Federal Home Loan Bank of San Francisco Issues Consolidated Obligations

What Happened
The Federal Home Loan Bank of San Francisco filed a Current Report on Form 8‑K on January 27, 2026 announcing that it committed to issue several consolidated obligation bonds and discount notes for which it is the primary obligor. Schedule A in the filing lists five consolidated obligation trades (trade dates Jan 22–23, 2026) with par amounts shown totaling $795,000,000, including a $750,000,000 variable single‑index floater and several fixed‑rate callable bonds (coupons ~3.90%–4.07%).
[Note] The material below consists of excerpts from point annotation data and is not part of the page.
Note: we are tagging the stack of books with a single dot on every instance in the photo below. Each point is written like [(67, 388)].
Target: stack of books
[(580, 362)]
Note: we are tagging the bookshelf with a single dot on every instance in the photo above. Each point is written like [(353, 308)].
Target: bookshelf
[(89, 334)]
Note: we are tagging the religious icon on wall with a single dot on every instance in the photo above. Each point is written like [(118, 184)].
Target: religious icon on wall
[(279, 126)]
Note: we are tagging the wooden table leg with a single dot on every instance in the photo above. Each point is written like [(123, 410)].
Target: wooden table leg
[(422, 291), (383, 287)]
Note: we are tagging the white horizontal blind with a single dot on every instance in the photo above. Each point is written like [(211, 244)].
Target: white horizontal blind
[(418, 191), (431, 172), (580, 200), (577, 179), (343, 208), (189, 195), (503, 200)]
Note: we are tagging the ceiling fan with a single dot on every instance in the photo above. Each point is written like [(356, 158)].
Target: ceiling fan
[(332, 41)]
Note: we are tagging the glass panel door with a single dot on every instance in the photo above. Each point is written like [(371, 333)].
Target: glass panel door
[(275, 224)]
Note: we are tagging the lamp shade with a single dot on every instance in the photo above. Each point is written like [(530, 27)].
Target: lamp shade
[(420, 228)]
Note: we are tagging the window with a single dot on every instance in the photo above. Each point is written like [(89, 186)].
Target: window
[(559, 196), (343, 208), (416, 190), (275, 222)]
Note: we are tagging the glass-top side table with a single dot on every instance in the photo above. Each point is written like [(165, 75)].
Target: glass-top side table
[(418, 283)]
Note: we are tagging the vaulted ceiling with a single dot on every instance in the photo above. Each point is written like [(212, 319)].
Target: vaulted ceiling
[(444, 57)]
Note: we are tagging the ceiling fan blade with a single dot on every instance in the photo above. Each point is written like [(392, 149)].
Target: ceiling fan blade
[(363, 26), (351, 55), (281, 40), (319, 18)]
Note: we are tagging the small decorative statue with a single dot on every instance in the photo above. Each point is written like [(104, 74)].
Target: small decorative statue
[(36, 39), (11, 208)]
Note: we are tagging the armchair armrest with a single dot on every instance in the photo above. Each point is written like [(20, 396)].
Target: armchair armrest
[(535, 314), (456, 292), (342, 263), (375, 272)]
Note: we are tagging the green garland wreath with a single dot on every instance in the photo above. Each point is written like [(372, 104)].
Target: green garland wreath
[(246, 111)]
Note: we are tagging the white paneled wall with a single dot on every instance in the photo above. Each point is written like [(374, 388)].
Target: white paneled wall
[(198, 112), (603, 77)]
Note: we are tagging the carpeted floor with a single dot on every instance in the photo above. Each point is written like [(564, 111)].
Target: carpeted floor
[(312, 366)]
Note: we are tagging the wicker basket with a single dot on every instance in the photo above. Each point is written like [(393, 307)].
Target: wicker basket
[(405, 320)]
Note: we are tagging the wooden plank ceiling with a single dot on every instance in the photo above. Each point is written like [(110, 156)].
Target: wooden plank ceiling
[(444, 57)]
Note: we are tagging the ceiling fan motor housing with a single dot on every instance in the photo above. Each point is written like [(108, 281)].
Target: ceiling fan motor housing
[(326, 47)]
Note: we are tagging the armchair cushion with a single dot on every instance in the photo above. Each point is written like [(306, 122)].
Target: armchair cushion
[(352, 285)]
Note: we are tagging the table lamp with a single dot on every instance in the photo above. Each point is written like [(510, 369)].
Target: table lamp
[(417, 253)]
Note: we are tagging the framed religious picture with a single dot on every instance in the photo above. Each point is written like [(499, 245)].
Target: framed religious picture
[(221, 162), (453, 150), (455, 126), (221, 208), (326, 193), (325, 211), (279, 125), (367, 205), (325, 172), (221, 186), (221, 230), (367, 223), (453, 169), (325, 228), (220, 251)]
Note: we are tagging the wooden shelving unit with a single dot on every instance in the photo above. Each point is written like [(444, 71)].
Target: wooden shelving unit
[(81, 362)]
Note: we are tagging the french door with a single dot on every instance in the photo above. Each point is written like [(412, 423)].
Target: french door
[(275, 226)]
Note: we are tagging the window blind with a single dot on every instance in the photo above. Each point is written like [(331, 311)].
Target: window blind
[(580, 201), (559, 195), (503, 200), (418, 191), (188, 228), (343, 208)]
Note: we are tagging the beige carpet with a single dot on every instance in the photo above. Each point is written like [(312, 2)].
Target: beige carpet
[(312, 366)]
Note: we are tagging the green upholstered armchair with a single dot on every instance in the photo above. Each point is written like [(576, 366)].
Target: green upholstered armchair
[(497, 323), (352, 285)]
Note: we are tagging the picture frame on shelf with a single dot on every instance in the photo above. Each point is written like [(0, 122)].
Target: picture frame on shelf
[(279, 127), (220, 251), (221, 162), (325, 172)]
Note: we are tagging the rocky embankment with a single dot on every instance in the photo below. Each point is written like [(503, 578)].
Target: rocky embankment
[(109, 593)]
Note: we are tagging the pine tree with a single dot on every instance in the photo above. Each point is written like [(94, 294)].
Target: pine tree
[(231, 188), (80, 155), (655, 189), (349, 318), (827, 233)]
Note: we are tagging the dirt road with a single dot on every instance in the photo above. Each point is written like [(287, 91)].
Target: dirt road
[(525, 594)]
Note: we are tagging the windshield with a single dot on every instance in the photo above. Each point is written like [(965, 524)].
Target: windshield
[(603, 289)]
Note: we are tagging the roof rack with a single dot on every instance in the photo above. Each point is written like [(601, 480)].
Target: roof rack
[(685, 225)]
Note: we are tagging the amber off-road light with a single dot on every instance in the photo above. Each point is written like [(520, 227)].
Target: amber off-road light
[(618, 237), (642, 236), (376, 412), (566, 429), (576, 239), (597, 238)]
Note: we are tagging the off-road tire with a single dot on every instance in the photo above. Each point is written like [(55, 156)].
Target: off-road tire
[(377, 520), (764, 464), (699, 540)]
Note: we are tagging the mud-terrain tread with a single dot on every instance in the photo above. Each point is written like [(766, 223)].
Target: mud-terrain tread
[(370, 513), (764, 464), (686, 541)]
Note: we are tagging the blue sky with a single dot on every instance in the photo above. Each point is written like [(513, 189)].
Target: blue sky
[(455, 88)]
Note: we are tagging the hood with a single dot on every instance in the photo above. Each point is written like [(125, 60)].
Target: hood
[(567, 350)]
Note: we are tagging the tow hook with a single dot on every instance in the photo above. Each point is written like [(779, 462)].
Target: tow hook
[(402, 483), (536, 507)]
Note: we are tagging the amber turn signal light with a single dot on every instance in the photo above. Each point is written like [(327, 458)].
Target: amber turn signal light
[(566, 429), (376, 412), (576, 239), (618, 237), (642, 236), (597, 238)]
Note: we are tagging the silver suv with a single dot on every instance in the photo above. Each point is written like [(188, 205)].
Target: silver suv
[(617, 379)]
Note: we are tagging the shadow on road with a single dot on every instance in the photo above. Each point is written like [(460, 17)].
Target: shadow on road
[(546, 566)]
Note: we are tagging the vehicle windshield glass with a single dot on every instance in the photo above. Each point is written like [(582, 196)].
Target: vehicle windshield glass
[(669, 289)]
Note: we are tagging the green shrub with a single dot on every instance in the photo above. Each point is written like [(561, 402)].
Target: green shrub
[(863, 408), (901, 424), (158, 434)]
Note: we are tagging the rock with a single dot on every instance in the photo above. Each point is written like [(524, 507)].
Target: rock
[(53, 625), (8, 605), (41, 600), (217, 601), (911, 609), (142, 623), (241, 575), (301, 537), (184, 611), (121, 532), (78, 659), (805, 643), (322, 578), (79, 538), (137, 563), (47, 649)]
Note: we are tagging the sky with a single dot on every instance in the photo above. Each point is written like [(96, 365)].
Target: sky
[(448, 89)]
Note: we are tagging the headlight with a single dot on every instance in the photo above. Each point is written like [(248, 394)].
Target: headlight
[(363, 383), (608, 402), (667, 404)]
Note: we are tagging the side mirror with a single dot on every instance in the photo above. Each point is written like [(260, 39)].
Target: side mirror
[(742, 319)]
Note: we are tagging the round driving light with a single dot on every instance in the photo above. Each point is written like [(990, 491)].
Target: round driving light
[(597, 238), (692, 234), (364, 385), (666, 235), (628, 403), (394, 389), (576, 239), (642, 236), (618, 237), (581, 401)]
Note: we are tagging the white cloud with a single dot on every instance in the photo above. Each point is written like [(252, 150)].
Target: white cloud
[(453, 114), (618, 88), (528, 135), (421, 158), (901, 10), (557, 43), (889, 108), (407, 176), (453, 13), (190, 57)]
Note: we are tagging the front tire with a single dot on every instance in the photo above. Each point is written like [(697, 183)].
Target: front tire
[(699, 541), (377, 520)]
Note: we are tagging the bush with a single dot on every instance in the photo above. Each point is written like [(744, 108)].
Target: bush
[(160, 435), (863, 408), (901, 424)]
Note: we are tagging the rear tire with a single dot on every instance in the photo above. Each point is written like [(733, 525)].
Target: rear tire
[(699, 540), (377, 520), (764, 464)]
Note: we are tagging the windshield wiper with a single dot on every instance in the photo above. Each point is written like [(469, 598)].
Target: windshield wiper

The report was signed by Richard McCarthy, Senior Vice President and Treasurer.

Key Details

  • Trade dates: January 22 and January 23, 2026; filing date: January 27, 2026.
  • Par amounts listed on Schedule A: $10,000,000; $10,000,000; $750,000,000; $15,000,000; $10,000,000 — aggregate $795,000,000.
  • Notable issues: a $750M variable single‑index floater maturing July 30, 2026 (non‑callable) and fixed‑rate callable bonds maturing in 2029 and 2031 (coupons ~3.90%–4.07%).
  • Consolidated obligations are joint and several obligations of the eleven Federal Home Loan Banks, sold via the Office of Finance and not guaranteed by the U.S. government; the FHFA can require one Bank to repay obligations for which another is primary obligor.

Why It Matters

  • Funding: These issuances reflect how the Bank raises funds—through systemwide consolidated obligations—which affects its liquidity and interest‑rate exposure.
  • Credit exposure: As primary obligor on these consolidated obligations, the Bank has the contractual repayment responsibility reported here; consolidated obligations are backed by the financial resources of the Federal Home Loan Banks collectively, not the federal government.
  • Reporting limits: Schedule A shows par amounts and omits short‑term discount notes with maturities ≤1 year and potential related derivatives; total consolidated obligations outstanding and GAAP carrying amounts will be reported in the Bank’s periodic filings.